For unconditional generation, semantic masks are extracted from the target dataset and used to train the DDPM. Since training with grayscale semantic masks limits the model's expressive range, the semantic mask training is conducted in the RGB domain. The use of RGB representation for semantic masks is important because a broader range of representation helps distinguish between classes more clearly during the subsequent color clustering process.
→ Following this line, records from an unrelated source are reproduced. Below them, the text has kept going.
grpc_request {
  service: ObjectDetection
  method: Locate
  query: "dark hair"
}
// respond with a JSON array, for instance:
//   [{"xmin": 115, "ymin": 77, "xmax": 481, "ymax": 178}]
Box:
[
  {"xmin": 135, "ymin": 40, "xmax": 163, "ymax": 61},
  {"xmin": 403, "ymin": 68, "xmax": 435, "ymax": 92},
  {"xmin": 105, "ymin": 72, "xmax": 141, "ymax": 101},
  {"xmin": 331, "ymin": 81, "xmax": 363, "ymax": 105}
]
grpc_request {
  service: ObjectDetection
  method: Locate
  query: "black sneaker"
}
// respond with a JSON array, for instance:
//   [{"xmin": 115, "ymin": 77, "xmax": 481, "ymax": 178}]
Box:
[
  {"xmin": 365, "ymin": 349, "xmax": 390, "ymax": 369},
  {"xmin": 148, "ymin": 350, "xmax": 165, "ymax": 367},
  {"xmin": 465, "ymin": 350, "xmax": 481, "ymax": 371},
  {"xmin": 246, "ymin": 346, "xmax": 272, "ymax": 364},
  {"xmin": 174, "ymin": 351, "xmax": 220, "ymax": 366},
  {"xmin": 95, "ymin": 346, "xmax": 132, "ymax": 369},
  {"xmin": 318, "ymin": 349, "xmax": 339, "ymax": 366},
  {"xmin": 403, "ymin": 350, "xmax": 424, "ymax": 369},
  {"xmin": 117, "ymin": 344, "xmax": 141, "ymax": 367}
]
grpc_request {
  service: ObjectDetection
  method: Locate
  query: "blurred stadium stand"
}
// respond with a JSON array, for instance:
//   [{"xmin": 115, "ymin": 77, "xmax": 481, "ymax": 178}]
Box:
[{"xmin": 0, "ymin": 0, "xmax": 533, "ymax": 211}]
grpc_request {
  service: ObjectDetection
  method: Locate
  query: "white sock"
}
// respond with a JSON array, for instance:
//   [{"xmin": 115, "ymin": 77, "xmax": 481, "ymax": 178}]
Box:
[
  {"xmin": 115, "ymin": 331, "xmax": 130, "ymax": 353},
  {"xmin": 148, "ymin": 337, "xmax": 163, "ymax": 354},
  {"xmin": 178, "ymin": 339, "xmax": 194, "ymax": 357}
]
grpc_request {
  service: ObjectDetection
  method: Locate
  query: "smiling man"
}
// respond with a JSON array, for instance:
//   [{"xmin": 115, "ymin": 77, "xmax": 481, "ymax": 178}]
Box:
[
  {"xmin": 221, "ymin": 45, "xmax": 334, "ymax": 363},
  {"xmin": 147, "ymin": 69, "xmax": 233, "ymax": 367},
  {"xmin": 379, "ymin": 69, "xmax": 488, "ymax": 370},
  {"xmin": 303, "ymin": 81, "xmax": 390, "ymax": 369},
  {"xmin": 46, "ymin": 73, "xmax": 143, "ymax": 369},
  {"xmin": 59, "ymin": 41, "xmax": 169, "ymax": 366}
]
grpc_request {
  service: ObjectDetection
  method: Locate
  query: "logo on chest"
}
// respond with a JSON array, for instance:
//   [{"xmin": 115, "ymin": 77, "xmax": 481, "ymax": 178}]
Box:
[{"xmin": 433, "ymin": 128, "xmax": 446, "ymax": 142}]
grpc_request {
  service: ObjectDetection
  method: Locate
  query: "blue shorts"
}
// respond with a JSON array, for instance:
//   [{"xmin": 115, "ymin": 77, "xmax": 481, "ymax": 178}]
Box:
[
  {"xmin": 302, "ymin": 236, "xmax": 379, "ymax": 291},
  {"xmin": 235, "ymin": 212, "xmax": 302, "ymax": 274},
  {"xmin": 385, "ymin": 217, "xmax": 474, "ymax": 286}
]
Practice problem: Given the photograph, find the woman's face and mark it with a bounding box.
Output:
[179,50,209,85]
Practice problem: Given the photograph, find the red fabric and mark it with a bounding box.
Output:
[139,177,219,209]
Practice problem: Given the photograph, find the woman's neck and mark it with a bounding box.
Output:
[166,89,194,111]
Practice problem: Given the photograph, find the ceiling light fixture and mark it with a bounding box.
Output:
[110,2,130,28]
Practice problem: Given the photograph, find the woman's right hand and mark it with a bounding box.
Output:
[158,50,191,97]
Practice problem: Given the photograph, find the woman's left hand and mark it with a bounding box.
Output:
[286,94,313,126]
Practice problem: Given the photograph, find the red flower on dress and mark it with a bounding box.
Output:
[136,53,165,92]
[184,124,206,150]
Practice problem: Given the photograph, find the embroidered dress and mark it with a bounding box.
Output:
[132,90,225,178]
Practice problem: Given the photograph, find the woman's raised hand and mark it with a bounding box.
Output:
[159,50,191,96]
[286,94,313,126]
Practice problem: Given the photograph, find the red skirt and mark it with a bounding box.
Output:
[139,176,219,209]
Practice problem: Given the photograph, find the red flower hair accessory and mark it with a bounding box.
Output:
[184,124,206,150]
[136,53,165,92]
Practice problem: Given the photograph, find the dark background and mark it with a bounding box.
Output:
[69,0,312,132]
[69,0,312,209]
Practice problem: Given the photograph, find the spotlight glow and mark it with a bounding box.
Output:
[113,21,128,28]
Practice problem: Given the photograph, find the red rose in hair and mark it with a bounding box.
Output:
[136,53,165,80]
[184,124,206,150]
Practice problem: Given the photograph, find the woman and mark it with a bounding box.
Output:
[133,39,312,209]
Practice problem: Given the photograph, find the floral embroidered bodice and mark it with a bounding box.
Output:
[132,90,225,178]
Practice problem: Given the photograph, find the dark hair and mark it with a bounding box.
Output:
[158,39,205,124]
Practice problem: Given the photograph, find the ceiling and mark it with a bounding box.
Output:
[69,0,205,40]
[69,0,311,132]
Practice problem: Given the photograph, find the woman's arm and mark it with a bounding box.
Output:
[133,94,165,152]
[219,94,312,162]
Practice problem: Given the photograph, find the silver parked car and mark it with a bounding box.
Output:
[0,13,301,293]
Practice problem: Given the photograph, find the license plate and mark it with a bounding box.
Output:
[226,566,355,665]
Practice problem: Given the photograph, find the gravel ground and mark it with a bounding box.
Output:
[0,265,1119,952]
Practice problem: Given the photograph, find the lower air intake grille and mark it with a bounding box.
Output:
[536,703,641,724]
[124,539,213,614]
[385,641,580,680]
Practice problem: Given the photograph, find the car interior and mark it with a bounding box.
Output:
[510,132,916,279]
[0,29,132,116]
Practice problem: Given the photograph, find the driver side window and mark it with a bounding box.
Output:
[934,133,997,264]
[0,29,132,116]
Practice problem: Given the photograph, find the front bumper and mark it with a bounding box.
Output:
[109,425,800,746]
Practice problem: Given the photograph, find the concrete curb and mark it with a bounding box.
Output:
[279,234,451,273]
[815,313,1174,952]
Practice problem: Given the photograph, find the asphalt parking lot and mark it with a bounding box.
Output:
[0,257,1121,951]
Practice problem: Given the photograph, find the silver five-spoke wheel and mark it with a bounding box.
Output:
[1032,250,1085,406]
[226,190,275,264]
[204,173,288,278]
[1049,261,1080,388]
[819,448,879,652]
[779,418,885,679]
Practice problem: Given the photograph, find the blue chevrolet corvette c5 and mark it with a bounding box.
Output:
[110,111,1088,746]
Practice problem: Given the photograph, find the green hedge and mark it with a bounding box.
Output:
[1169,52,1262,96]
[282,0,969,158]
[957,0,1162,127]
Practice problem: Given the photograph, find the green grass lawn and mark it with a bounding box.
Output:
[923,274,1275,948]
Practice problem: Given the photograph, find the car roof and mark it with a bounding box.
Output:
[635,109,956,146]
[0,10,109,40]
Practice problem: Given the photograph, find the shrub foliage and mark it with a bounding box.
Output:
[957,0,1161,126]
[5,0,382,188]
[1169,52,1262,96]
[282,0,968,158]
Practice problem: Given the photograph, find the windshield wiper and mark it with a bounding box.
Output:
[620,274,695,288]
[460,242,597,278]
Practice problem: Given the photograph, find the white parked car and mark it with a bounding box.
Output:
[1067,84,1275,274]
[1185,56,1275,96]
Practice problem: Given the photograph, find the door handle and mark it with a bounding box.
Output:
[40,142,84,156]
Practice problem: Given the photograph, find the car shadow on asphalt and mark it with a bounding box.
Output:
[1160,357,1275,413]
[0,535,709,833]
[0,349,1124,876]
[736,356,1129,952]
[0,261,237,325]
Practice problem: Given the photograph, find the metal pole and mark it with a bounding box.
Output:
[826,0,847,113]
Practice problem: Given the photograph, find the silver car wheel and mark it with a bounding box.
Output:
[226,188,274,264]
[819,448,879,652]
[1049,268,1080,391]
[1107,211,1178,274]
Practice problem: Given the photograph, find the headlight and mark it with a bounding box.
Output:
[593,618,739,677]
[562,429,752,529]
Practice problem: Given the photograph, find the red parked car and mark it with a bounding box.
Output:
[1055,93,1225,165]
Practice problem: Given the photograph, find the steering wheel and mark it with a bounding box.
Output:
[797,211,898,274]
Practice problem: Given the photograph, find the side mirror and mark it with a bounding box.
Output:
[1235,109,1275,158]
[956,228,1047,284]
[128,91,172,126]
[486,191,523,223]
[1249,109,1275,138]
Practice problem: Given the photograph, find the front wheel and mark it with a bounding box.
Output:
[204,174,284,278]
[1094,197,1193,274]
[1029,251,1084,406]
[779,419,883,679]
This is also related to the pixel value inconsistency problem in generative models, as the semantic masks generated by the model may have non-uniform pixel values, unlike real semantic masks. Therefore, a color clustering process is necessary to unify pixel values for each class. Only after color clustering is completed can the semantic mask be ready for use as a condition in the SDM, and later be combined with synthetic images to form a synthetic dataset.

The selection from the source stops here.